Über die Gartenstraße, die die Nazis in Hindenburgstraße umgetauft hatten, und am Stadtgarten mit seinem großen Saal vorbei, in dem die NSDAP zu Zeiten der Weimarer Republik ihre Propagandaveranstaltungen abgehalten hatte, erreichte Erna Worms schließlich den Goetheplatz, an dem das Wohn- und Geschäftshaus ihrer Familie lag. Je näher sie dem Goetheplatz kam, desto deutlicher stieg ihr der Brandgeruch in die Nase. Die Flammen, die aus dem Hausdach züngelten, wurden durch einzelne Baulücken sichtbar. Erna Worms musste einen Augenblick stehenbleiben. Ihr Haus, alles, was sie und ihr Ehemann sich zusammen mit seinem Bruder und dessen Frau aufgebaut hatten, wurde in diesem Augenblick zerstört, ihre bürgerliche Existenz wurde gerade vernichtet.
Am Goetheplatz angekommen, sah sie, dass nicht mehr viel zu retten war. Uniformierte SA- und SS-Männer standen vor dem Haus, Schaulustige drängten sich auf dem Bürgersteig der gegenüberliegenden Straßenseite. Nur die große Hitze und die Anwesenheit der SS und der SA hielten sie davon ab, sich noch weiter dem Haus zu nähern.
Der SS-Obersturmführer gab gerade die Anweisung, die offenbar zuvor aus dem Ladengeschäft geretteten Stoffballen wieder in das Feuer zu werfen. „Wir brauchen diesen Judendreck nicht“, hörte Erna Worms ihn brüllen. „Weg damit!“
Der SA-Sturmführer schien mit dieser Anordnung nicht einverstanden zu sein, er schüttelte den Kopf. Zwischen den Führern der beiden NS-Verbände entspann sich ein kurzer Wortwechsel, wie Erna Worms an der Gestik der beiden erkennen konnte. Schließlich ging der SA-Führer weg. Auf einen Wink des SS-Führers, der Erna Worms als Studienrat Kieslich bekannt war, der am örtlichen Gymnasium unterrichtete, griffen seine Männer nach den Stoffballen und warfen sie zurück in das Feuer. Eine ältere Frau, die sich neben Erna Worms in einen nahegelegenen Hauseingang gestellt hatte, schüttelte den Kopf und murmelte: „Was für ein Verbrechen! Das sind doch wertvolle Stoffe. Da fordern uns die Nazis ständig dazu auf, bei den Sammlungen zu spenden und jetzt vernichten sie Neuwaren.“
Als die ältere Frau, erschrocken über ihre eigenen unbedachten Worte, zu der neben ihr stehenden Frau blickte und Erna Worms erkannte, drückte sie ihr mehrere Sekunden lang mitfühlend die Hand und entfernte sich dann rasch.

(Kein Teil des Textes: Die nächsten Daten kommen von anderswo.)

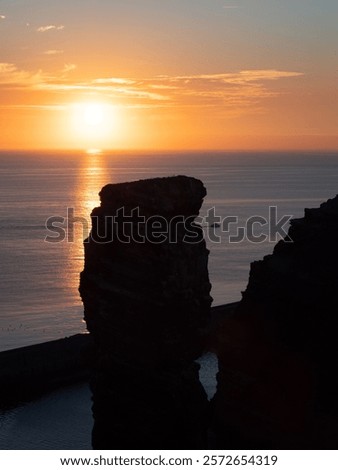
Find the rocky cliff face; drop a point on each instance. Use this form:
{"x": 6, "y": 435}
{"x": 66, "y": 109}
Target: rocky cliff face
{"x": 278, "y": 353}
{"x": 145, "y": 290}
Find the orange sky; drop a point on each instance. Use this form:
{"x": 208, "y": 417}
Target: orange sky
{"x": 188, "y": 74}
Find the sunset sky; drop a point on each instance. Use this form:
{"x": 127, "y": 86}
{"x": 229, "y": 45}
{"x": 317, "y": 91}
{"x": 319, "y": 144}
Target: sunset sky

Die Freiwillige Feuerwehr, die bereits eingetroffen war und sich anschickte, den Brand zu löschen, wurde, wie die Umstehenden sehen konnten, von der SS bei den Arbeiten zunächst behindert. Offenbar wollte die SS damit erreichen, dass das Haus vollständig abbrannte. Erst als der Dachstuhl einstürzte, ließ die SS die Feuerwehrleute gewähren, die sich nun mit aller Kraft daran machten, ihre Arbeit zu erledigen.
Erna Worms hatte genug gesehen. Ihre Hoffnung war geschwunden, irgendetwas von ihren Besitztümern retten zu können. Während das Haus immer mehr in sich zusammenfiel, wandte sie sich ab und schlich, auf dem gleichen Weg, den sie zuvor genommen hatte, zurück zur Villa der Michelsons.

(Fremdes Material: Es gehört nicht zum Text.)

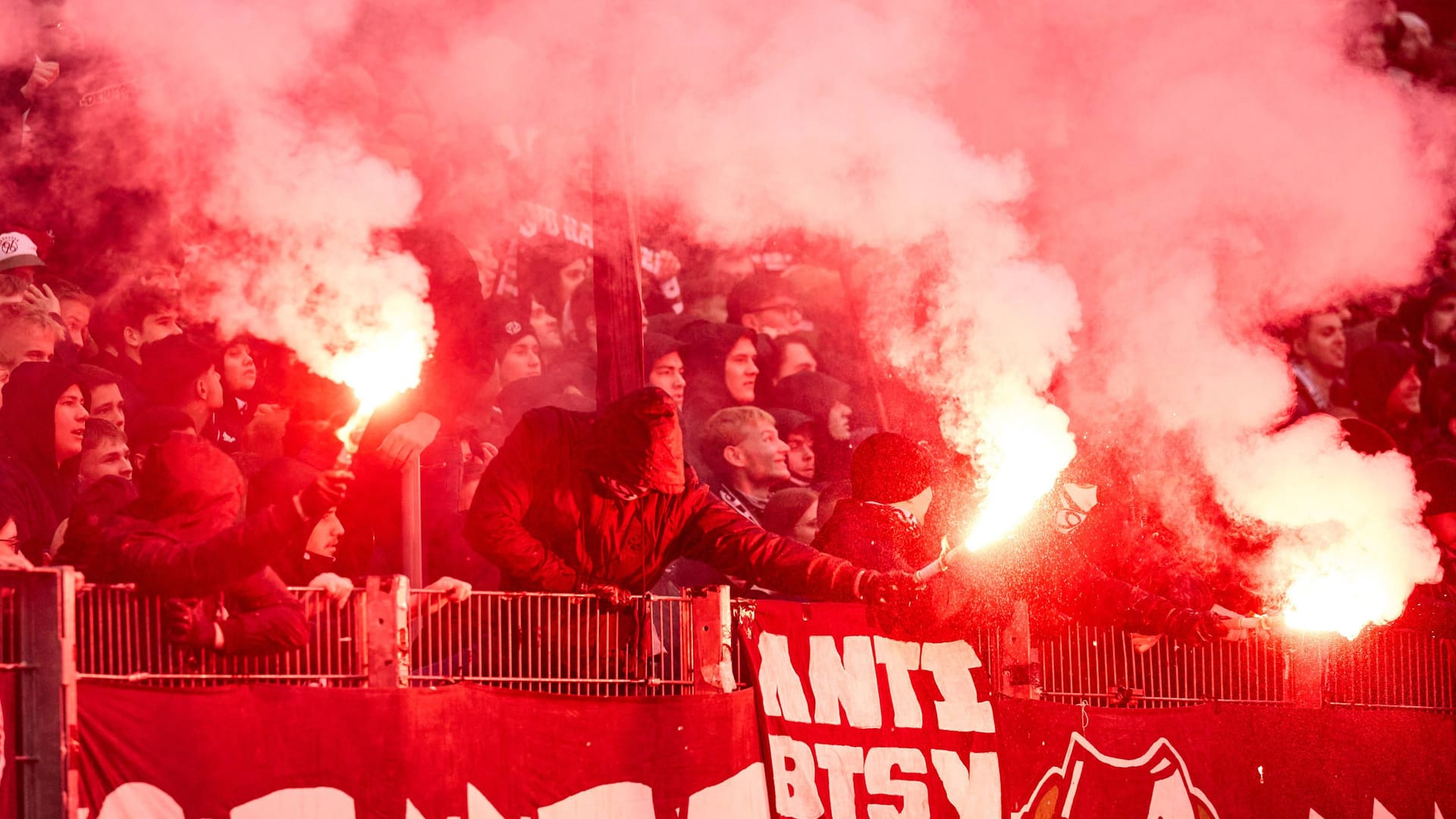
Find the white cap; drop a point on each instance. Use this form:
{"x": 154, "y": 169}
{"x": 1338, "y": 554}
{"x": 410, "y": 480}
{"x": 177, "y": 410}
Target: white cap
{"x": 17, "y": 249}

Mittwoch, 26. Januar – Freitag, 28. Januar 1949
Bereits eine Viertelstunde vor Prozessbeginn waren die Zuhörerbänke im Saal 2 des Bielefelder Landgerichts gut besetzt. Einige der Anwesenden waren aus der Stadt Bünde nach Bielefeld gekommen, um mitzuerleben, wie über die Geschehnisse am Tag nach der sogenannten Reichskristallnacht in ihrer Heimatstadt geurteilt wurde.

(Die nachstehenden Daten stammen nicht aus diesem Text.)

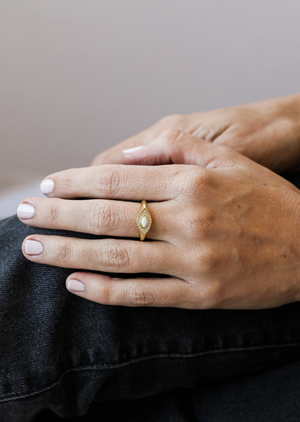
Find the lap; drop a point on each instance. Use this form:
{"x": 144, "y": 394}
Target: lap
{"x": 60, "y": 351}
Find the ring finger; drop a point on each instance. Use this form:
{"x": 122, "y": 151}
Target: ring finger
{"x": 99, "y": 217}
{"x": 109, "y": 255}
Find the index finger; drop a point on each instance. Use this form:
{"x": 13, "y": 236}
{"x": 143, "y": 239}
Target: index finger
{"x": 115, "y": 182}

Der Prozess vor dem Schwurgericht begann mit der Vernehmung der beiden Angeklagten Landrat Weichert und SS-Obersturmführer Kieslich, denen vorgeworfen wurde, Verbrechen gegen die Menschlichkeit begangen zu haben. Am Richtertisch saßen der Vorsitzende des Schwurgerichts, Landgerichtsdirektor Dr. Huisken und die beisitzenden Richter Ambusch und Wesemann sowie sechs Geschworene, drei an der linken und drei an der rechten Seite des Richtertisches. Staatsanwalt Wering konfrontierte die beiden Angeklagten eingangs mit den ihnen zur Last gelegten Verbrechen. Weichert und Kieslich erklärten sich – flankiert von ihren Rechtsanwälten – für nicht schuldig.
Dann wurden die Zeugen hereingeführt, die zur wahrheitsgemäßen Aussage ermahnt und über die Bedeutung des Eides sowie über die strafrechtlichen Folgen einer uneidlichen unrichtigen oder unvollständigen Aussage belehrt wurden. Die Zeugen hatten danach den Gerichtssaal wieder zu verlassen, damit sie nacheinander, in Abwesenheit der nach ihnen noch zu Befragenden, vernommen werden konnten.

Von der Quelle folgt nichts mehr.